“Hush! I reckon Crab lost it when you fell in the water and stirred us all up so,” returned the boy, with a grin.
“Lost that paper?”
“Yes. You see, it’s a page torn from the Sunday edition of a New York daily. On this side is a story of some professor’s discoveries in ancient Babylon.”
“Couldn’t have interested Jack Crab much,” remarked Ruth, smiling.
“That’s what I said myself,” declared Tom, hastily. “Therefore, I turned it over. And this is what Crab was showing that Nita girl, I am sure.”
Ruth looked at the illustrated sheet that Tom spread before her. There was a girl on a very spirited cow pony, swinging a lariat, the loop of which was about to settle over the broadly spreading horns of a Texas steer.

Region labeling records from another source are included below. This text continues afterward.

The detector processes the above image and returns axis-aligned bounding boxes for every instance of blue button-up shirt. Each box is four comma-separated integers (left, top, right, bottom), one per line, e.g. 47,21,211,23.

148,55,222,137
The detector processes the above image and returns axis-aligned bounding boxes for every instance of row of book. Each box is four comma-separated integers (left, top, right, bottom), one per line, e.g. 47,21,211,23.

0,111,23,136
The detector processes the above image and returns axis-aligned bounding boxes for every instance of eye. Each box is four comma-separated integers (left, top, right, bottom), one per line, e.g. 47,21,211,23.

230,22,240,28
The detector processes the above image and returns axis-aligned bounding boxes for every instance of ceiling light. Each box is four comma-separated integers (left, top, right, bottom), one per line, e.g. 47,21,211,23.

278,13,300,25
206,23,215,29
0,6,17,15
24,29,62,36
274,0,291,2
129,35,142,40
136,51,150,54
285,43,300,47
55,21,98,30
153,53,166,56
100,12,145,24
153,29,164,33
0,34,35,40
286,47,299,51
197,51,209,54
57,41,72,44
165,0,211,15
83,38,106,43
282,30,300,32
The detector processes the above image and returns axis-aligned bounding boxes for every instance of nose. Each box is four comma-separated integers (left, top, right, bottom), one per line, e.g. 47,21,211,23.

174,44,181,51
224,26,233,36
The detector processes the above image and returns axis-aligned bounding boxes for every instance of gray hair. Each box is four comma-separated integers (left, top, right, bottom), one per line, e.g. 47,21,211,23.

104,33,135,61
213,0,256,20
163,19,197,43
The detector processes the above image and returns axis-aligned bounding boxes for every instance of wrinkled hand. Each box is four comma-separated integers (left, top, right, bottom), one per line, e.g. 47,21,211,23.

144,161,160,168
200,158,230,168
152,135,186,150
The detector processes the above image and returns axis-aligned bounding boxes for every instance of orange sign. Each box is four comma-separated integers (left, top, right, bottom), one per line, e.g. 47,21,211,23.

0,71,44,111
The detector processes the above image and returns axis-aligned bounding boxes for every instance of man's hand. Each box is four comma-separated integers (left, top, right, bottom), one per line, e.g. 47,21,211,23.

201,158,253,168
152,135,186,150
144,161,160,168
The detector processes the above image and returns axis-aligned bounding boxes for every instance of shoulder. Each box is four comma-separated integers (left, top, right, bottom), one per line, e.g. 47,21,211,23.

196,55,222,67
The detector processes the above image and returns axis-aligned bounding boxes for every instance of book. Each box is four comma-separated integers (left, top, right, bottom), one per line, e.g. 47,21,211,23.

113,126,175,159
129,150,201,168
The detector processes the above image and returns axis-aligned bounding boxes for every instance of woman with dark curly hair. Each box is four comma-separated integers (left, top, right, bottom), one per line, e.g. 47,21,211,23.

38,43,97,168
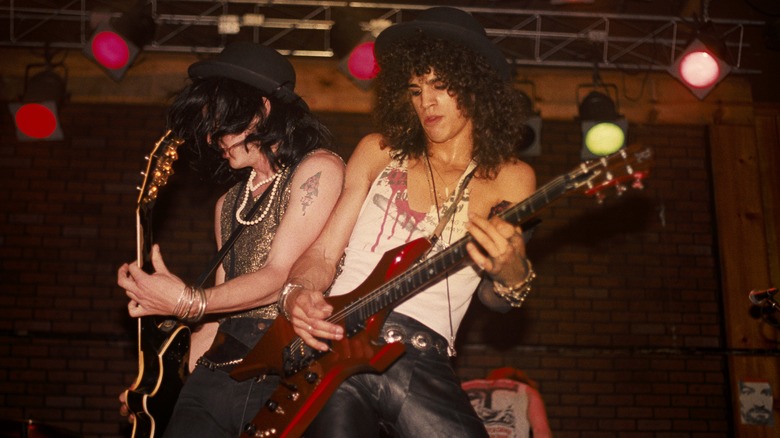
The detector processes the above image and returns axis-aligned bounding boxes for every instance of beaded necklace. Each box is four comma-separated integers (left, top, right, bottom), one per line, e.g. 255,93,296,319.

236,169,282,226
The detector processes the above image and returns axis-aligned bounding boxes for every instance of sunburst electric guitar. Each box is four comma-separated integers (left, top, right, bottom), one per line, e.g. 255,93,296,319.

231,147,652,437
125,131,190,438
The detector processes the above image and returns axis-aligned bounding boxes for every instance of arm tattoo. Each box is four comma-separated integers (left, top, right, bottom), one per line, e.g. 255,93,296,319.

300,172,322,216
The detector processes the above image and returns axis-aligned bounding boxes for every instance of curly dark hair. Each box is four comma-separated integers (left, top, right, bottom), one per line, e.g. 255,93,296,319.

168,77,331,183
374,33,527,177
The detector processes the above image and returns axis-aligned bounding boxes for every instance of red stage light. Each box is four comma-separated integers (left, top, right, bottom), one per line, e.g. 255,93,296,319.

680,50,720,88
347,41,378,81
92,31,130,70
14,103,57,139
667,34,731,99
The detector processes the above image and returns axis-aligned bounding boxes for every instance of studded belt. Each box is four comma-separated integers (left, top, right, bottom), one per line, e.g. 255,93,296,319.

381,314,449,357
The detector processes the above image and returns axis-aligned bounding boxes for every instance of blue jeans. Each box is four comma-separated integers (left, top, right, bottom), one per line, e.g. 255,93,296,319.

304,314,488,438
164,365,279,438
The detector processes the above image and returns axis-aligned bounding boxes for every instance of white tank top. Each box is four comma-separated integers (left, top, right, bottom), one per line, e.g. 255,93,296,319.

330,160,480,348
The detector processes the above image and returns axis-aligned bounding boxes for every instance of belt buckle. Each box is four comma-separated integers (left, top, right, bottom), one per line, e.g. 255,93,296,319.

410,332,433,351
382,325,406,344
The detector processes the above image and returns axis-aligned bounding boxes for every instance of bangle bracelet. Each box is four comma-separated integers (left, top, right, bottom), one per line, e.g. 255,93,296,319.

493,258,536,307
276,283,303,321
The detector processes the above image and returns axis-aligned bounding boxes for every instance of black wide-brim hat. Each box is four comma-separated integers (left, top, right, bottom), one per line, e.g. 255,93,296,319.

188,41,300,102
374,6,512,80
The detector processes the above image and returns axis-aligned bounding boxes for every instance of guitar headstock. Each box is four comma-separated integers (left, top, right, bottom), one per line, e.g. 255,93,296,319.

138,131,184,207
569,145,653,202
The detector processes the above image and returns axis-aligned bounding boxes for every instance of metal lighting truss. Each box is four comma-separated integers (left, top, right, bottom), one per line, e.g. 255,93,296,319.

0,0,764,73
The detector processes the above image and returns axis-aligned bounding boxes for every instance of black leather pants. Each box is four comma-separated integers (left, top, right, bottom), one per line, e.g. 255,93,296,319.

304,318,488,438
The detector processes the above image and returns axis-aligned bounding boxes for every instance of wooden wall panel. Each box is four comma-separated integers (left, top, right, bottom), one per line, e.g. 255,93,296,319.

710,125,780,438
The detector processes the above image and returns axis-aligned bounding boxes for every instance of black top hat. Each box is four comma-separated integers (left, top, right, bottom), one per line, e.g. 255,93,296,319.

188,41,299,102
374,6,511,80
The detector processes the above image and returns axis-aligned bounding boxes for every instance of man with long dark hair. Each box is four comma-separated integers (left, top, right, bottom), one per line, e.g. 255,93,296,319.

279,7,536,438
118,43,344,437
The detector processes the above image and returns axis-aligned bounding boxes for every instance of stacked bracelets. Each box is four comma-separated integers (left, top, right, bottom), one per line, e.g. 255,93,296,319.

173,286,206,323
493,258,536,307
276,283,303,321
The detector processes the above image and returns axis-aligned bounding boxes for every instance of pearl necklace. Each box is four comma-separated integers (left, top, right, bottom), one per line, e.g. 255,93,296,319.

236,169,281,226
246,169,279,192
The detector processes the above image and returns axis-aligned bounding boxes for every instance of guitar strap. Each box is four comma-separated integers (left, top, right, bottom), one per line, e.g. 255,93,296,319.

195,178,278,287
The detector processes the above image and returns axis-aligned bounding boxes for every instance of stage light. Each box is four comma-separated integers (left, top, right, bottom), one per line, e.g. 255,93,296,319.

579,91,628,160
667,32,731,100
517,91,542,157
331,11,391,90
82,3,155,82
8,65,65,141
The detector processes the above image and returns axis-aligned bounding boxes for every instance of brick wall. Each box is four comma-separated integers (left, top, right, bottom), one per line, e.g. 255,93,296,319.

0,105,731,438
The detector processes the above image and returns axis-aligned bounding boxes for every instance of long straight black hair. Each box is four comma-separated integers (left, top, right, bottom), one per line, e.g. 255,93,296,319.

167,77,331,183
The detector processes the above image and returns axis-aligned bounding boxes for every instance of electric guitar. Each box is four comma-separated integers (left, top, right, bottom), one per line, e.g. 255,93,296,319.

231,147,652,437
125,131,190,438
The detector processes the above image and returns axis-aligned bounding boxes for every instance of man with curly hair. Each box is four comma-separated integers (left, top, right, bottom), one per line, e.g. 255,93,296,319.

279,7,536,438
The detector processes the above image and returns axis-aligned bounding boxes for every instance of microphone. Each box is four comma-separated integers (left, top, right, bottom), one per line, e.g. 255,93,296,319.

748,287,777,306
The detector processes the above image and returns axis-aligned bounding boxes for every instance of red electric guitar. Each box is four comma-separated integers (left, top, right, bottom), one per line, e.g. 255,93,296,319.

125,131,190,438
231,147,652,437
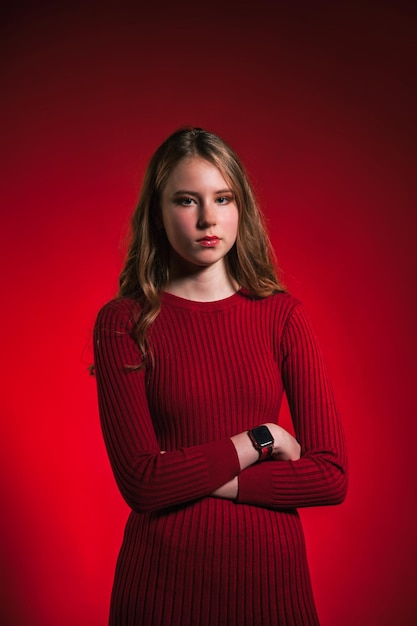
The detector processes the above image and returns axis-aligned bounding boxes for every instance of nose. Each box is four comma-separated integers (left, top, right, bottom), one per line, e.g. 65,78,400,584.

197,202,217,229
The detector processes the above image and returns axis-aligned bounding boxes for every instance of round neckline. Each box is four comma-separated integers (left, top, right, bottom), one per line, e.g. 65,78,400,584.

161,288,249,311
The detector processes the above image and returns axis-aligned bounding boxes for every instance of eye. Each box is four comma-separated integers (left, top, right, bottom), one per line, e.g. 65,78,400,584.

177,196,196,206
216,196,232,204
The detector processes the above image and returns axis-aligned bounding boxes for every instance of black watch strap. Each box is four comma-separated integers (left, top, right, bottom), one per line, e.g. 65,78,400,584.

248,424,274,461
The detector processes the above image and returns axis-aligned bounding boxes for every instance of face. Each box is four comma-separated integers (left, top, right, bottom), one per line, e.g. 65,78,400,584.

161,157,239,268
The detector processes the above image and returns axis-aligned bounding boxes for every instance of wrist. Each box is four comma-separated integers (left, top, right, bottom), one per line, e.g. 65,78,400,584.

247,424,275,461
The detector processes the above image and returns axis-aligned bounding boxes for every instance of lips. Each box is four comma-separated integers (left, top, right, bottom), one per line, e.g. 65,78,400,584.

197,236,220,248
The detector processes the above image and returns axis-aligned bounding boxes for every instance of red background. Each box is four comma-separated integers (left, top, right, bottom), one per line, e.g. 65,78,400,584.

0,0,417,626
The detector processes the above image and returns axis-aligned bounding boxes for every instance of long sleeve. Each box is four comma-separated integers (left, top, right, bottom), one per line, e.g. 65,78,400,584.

94,299,240,512
234,304,347,509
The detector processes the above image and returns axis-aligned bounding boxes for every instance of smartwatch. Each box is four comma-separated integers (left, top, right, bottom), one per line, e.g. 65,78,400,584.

248,425,274,461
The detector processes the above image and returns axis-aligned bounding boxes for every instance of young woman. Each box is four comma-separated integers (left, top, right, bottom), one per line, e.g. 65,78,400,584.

95,128,347,626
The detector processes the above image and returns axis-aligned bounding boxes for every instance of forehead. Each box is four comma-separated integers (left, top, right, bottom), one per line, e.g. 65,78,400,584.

165,157,230,191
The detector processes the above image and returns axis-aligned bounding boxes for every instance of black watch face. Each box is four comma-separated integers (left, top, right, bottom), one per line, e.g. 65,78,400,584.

252,426,274,448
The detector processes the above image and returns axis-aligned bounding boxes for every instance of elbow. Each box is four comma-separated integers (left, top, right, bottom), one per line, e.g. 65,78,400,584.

324,465,348,506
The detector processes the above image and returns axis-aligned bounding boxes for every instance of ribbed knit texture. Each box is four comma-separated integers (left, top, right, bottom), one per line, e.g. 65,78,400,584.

95,291,347,626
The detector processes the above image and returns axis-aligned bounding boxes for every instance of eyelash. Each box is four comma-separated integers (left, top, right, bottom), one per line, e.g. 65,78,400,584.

177,196,232,206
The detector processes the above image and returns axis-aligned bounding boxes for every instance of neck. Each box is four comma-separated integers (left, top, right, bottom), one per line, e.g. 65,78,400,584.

165,264,239,302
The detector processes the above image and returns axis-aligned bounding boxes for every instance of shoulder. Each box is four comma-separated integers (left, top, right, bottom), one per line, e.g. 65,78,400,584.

95,297,141,332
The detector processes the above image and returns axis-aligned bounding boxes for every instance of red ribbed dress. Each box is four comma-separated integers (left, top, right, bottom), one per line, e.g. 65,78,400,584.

95,290,347,626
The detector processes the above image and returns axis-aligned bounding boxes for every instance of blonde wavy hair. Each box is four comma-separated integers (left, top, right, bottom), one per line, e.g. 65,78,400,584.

118,126,284,357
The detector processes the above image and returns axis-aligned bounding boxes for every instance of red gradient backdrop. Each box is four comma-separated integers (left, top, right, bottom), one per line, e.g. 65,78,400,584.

0,0,417,626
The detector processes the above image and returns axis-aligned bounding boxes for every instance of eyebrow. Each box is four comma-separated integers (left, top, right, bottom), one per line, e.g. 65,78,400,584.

172,188,233,196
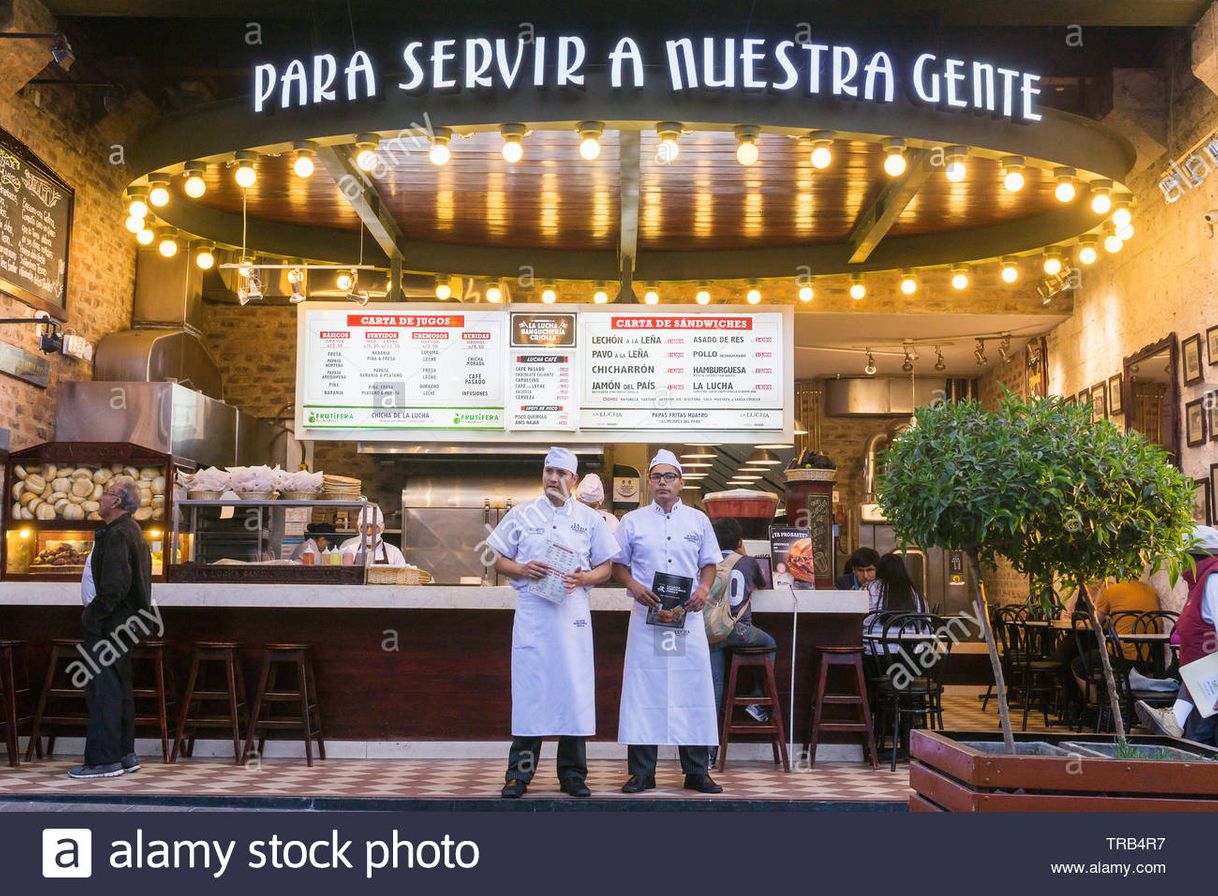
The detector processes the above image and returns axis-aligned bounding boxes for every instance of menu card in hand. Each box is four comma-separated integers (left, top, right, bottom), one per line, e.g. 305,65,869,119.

The girl was dressed in a very fancy “cow-girl” costume, and the picture was most spirited indeed. In one corner, too, was a reproduction of a photograph of the girl described in the newspaper article.
“Why! it doesn’t look anything like Nita,” gasped Ruth, understanding immediately why Tom had brought the paper to her.
“Nope. You needn’t expect it to. Those papers use any old photograph to make illustrations from. But read the story.”
It was all about the niece of a very rich cattle man in Montana who had run away from the ranch on which she had lived all her life. It was called Silver Ranch, and was a very noted cattle range in that part of the West. The girl’s uncle raised both horses and cattle, was very wealthy, had given her what attention a single man could in such a situation, and was now having a countrywide search made for the runaway.
“Jane Ann Hicks Has Run Away From a Fortune” was the way the paper put it in a big “scare head” across the top of the page; and the text went on to tell of rough Bill Hicks, of Bullhide, and how he had begun in the early cattle days as a puncher himself and had now risen to the sole proprietorship of Silver Ranch.